(699.16) Bioengineered miR-34a targets MPV17L2 to control cancer cell mitochondrial functions

Monday, April 4, 2022

10:00 AM – 12:00 PM

Location: Exhibit/Poster Hall A-B - Pennsylvania Convention Center

Poster Board Number: B129

Meijuan Tu (UCDAVIS), Wanrong Yi (UCDAVIS), Ai-Xi Yu ( Zhongnan Hospital of Wuhan University), Jun Lin ( Zhongnan Hospital of Wuhan University), Ai-Ming Yu (UCDAVIS)

Presenting Author(s)

Meijuan Tu, PhD

Presenting Author
UCDAVIS
SACRAMENTO, California

MicroRNAs (miRNA or miR) are small noncoding RNAs derived from the genome to control posttranscriptional gene expression critical for various cellular processes. Recently we have invented a novel platform technology that offers high-yield production of humanized, bioengineered miRNA agents (hBERAs) for research and development. This study is aimed to produce and utilize a novel biologic miR-34a-5p (or miR-34a) molecule, namely hBERA/miR-34a, to delineate the role of miR-34a-5p in the regulation of mitochondrial functions in carcinoma cells. Bioengineered hBERA/miR-34a was selectively processed to target miR-34a-5p in human osteosarcoma and lung cancer cells. The mitochondrial inner membrane protein MPV17 like 2 (MPV17L2) was identified and validated as a new direct target for miR-34a-5p. Furthermore, we demonstrated that miR-34a-5p-controlled MPV17L2 protein downregulation significantly inhibited respiratory chain complex I assembly and activities as well as intracellular ATP levels. Consequently, biologic miR-34a-5p treatment sharply reduced cancer cell mitochondrial respiration, increased oxidative stress, and elevated apoptotic cell death. These results demonstrate an important role of miR-34a-5p-MPV17L2 pathway in the control of mitochondrial functions in carcinoma cells and support the utility of novel bioengineered miRNA molecules for functional studies.
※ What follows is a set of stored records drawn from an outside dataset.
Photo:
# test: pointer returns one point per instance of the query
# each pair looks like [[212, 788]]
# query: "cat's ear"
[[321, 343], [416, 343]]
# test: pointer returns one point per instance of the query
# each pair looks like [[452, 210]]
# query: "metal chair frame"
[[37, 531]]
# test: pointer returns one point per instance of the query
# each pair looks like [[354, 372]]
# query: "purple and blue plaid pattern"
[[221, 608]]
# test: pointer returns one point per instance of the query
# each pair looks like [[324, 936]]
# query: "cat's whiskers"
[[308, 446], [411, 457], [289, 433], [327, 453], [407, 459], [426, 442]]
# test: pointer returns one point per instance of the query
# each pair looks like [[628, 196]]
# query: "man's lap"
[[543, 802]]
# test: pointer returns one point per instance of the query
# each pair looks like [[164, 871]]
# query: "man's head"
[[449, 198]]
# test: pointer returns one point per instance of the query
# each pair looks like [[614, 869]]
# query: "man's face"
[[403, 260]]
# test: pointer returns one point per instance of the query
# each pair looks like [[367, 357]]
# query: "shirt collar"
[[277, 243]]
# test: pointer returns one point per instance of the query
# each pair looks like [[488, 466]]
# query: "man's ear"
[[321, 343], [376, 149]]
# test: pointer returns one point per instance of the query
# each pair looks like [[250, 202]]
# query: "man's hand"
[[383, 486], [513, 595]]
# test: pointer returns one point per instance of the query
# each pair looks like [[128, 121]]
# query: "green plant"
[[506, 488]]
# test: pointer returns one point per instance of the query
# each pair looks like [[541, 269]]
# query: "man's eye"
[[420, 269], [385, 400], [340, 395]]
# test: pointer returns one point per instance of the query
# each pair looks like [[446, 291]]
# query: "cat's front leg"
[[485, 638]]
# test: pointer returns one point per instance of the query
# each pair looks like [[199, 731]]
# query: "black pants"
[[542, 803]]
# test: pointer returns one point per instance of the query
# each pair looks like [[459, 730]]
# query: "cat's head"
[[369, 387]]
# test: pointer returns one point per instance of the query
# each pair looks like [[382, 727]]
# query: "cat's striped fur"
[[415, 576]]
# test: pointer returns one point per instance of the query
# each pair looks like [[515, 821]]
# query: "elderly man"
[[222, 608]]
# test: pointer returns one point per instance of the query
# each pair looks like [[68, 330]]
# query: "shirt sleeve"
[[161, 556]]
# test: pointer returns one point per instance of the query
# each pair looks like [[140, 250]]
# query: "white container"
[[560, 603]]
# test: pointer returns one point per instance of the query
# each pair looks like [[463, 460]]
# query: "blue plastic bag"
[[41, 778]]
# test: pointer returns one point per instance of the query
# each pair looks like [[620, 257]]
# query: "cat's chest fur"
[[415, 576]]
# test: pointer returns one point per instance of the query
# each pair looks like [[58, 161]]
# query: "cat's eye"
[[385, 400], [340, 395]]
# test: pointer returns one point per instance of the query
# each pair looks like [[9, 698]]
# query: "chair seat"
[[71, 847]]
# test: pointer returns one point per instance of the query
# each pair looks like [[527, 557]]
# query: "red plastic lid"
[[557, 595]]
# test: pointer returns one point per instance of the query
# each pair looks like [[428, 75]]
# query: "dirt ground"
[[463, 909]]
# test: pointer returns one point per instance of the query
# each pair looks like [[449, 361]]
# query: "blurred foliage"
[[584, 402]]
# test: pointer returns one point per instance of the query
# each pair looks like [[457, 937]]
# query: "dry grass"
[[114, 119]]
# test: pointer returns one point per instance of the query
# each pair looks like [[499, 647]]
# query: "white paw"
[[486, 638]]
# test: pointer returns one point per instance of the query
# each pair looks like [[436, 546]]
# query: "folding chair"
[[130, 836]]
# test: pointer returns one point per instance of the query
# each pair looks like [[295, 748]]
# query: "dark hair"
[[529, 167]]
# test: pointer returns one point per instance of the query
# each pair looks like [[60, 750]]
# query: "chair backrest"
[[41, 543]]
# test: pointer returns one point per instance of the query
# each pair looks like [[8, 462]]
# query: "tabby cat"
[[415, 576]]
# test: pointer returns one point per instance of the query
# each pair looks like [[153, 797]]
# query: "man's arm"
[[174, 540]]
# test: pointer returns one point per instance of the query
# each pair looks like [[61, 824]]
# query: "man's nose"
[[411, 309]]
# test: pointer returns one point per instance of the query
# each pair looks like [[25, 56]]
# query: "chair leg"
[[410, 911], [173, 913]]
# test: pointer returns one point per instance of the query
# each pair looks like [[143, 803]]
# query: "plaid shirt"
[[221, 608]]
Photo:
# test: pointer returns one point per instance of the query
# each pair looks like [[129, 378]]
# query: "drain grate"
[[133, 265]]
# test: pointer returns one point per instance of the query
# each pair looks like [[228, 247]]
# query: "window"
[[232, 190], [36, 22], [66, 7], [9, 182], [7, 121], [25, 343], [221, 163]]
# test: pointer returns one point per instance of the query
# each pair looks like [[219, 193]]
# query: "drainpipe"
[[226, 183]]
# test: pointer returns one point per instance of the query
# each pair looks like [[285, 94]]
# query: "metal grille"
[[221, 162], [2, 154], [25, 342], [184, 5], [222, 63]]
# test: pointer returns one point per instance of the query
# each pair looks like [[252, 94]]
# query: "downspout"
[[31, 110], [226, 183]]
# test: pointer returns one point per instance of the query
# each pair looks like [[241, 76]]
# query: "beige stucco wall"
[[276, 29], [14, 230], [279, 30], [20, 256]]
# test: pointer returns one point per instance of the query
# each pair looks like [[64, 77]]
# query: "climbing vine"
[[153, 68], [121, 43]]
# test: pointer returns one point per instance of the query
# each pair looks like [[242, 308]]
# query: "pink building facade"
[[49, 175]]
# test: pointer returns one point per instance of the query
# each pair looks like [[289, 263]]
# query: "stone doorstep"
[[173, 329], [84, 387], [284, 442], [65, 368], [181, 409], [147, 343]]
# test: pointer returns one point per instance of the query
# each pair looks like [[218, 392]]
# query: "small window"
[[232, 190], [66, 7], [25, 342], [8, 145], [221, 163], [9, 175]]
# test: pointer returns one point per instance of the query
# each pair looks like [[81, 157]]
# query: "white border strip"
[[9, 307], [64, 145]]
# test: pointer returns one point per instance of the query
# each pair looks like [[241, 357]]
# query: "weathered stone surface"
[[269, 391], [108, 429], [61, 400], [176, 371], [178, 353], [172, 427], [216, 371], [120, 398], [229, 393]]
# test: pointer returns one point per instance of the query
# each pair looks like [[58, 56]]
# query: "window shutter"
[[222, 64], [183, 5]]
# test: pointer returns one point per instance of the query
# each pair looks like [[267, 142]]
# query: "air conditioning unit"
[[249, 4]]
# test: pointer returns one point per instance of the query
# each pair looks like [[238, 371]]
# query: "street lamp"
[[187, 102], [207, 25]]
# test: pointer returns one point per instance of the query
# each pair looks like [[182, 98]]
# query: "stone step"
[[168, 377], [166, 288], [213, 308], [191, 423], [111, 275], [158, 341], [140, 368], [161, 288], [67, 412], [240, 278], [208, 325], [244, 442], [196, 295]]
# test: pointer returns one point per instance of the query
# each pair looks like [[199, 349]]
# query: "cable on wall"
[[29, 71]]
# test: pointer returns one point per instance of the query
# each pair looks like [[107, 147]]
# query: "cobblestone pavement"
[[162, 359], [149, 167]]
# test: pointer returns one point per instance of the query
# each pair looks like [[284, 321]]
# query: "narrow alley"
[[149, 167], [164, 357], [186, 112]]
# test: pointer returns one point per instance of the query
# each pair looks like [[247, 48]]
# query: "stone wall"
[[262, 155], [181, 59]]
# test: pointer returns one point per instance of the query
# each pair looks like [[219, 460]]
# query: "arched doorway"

Support or Funding Information

A-M Yu is supported by the National Cancer Institute (grant No. R01CA225958) and National Institute of General Medical Sciences (R35GM140835), National Institutes of Health. A-X Yu and J Lin are supported by Hubei Province Scientific and Technological Innovation Key Project (2019ACA136, China). W-R Yi is supported by the Fundamental Research Funds for the Central Universities (2042020kf0139). The authors also appreciate the access to the Molecular Pharmacology Shared Resources funded by the UC Davis Comprehensive Cancer Center Support Grant awarded by the National Cancer Institute (P30CA093373).